We started building for the strike and were pretty confident of a good turnout. And then a few days before the planned strike day, we heard that the regional official from the union was coming in to negotiate and that there was a possibility of no compulsory redundancies. This was a tense but hopeful time, until it was confirmed: the strike was cancelled and we had won!
Almost…
Originally when the results of negotiations were announced I thought that the hourly paid staff were also included in the “no compulsory redundancies” agreement. In fact they weren’t. In fairness I wasn´t misled by the union, it was more a mix of misinterpretation and wishful thinking. So the situation is now no compulsory redundancies for the permanent staff and, as the college still wish to make savings and close courses, a very uncertain situation for the hourly paid staff, as we will have to wait until September to find out if we have work or not.
According to my colleague when people in the union use the phrase “no compulsory redundancies” it is assumed that this means permanent staff.
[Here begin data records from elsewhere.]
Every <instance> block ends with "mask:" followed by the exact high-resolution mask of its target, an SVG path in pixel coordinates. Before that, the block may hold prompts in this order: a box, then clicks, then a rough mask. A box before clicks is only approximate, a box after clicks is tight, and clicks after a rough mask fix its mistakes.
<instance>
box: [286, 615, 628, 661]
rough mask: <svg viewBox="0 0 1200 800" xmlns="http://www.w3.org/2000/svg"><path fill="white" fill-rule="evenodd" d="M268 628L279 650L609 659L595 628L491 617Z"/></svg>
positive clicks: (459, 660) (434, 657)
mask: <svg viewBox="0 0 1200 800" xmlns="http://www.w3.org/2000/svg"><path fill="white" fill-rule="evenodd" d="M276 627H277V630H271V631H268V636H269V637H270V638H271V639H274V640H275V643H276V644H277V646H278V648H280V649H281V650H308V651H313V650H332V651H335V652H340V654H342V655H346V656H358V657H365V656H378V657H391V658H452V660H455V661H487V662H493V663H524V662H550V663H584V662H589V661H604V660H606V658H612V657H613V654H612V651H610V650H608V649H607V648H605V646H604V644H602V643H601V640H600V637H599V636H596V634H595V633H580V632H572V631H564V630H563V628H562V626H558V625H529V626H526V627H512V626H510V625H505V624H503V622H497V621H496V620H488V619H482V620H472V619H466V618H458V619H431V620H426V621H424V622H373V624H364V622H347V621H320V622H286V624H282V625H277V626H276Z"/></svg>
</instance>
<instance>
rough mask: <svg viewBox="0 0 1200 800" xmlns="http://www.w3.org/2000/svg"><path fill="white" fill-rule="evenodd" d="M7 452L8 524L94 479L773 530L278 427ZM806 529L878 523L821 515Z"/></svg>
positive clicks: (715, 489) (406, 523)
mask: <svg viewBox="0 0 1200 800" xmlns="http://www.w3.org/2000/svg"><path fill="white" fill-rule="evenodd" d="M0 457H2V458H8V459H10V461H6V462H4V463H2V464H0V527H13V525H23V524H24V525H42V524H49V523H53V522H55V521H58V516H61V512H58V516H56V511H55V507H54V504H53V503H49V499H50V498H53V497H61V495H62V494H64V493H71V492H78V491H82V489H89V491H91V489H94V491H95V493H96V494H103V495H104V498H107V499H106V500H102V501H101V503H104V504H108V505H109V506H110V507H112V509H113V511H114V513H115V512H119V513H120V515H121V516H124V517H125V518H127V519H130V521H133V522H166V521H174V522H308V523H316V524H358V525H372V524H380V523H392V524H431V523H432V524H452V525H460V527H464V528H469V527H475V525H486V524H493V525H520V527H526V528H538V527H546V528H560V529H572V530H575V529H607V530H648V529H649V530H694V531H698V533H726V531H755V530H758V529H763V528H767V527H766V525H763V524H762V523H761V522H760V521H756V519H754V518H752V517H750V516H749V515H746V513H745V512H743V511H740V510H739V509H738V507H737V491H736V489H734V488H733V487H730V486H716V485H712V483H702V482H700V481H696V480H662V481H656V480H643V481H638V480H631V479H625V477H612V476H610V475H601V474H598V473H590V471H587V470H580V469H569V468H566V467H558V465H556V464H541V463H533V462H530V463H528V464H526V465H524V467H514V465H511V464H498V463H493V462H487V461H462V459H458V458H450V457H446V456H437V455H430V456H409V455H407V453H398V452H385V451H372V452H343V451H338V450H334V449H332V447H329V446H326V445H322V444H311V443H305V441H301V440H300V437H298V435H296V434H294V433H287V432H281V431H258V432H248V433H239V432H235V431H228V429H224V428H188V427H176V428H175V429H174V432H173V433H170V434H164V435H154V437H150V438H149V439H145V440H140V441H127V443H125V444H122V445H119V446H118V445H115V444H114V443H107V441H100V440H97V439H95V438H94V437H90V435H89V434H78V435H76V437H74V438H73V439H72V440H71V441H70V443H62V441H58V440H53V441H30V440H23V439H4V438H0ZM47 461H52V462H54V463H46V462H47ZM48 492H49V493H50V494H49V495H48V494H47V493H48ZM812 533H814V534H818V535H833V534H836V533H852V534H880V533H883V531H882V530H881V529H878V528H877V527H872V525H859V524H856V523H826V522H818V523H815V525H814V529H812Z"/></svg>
This isn´t stated but is the implicit assumption. Normally cuts to hourly paid staff don´t get negotiated with the union. At the moment some of the reps are taking up the issue of how the hourly paid staff are treated and trying to renegotiate the contract to improve it.
This article would have been a lot easier to write if I had finished it while I believed there was no threat of redundancies to anybody. An important victory, direct action gets the goods, united we can win…. Although I feel more confused and ambivalent now about our struggle, as I prepare to spend the summer waiting to find out if I´ve got a job or not, the battle against those redundancies did mean a lot.
People did go beyond the normal boundaries of “acceptable” limited action. We took direct action, we were tenacious, brave and united, and we saved a lot of people their jobs. Now we are left with a lot of uncertainty, especially as everyone takes it as read that there will be more redundancies in the next academic year and we will have to do it all over again. So we must urgently address the issue of organising across the whole college, not just in the strongly unionised departments, and including the hourly paid staff, before the redundancies start up again.